In August 2006, during the war between Hezbollah and Israel, Roth rejected criticism of HRW’s allegations against Israel, writing in a letter to the editor of the The New York Sun: "An eye for an eye — or, more accurately in this case, twenty eyes for an eye — may have been the morality of some more primitive moment. But it is not the morality of international humanitarian law which Mr.
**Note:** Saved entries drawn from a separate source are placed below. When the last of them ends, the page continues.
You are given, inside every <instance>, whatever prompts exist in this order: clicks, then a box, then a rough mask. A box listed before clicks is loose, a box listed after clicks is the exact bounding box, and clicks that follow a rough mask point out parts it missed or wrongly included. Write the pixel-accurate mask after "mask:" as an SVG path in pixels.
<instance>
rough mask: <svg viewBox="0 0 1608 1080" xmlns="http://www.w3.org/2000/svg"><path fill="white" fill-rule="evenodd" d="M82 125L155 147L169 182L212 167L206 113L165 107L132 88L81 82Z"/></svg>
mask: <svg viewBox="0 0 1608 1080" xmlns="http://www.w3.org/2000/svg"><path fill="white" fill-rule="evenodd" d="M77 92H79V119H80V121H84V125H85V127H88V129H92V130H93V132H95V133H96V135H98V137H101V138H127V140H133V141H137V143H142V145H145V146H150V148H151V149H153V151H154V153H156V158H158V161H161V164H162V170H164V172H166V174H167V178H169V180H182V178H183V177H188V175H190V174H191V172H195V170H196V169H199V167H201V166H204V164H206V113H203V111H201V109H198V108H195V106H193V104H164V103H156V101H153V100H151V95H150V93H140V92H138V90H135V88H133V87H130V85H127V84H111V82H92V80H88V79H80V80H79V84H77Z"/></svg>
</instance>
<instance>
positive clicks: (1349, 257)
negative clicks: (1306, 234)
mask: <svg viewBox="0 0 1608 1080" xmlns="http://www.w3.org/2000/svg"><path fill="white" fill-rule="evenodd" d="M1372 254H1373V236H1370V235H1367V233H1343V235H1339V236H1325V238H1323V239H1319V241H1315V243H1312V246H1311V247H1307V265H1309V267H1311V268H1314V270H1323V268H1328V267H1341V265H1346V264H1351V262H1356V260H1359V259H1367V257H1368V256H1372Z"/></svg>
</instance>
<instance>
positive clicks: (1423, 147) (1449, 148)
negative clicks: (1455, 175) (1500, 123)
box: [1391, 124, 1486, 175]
Bell pretends to apply." In response, the head of the Anti-Defamation League (ADL) referred to Roth’s rhetoric as a reflection of "classic anti-Semitic stereotype about Jews".

In reaction to Richard Goldstone's recantation of the United Nations Fact Finding Mission on the Gaza Conflict report, HRW Founder Robert Bernstein said to the Jerusalem Post in April 2011, referring to Roth, that it "is time for him to follow Judge Goldstone’s example and issue his own mea culpa.”

Ethiopia

The Ethiopian Human Rights Commission (EHRC) has taken issue with the credibility of Roth’s accusations that Ethiopia’s government is corrupt and uses international aid funding for “repressive purposes.” The EHRC accused Roth of impartiality caused by a desire to “appease…wealthy financiers.” It cited his evaluation of the Democratic Institution Program (DIP) as “superficial” and claimed that his allegations of corruption were based on “poor methodology.” EHRC also called Roth’s recommendations a “contradiction” that called “for the promotion of human rights at the expense of human rights programs and their implementers.”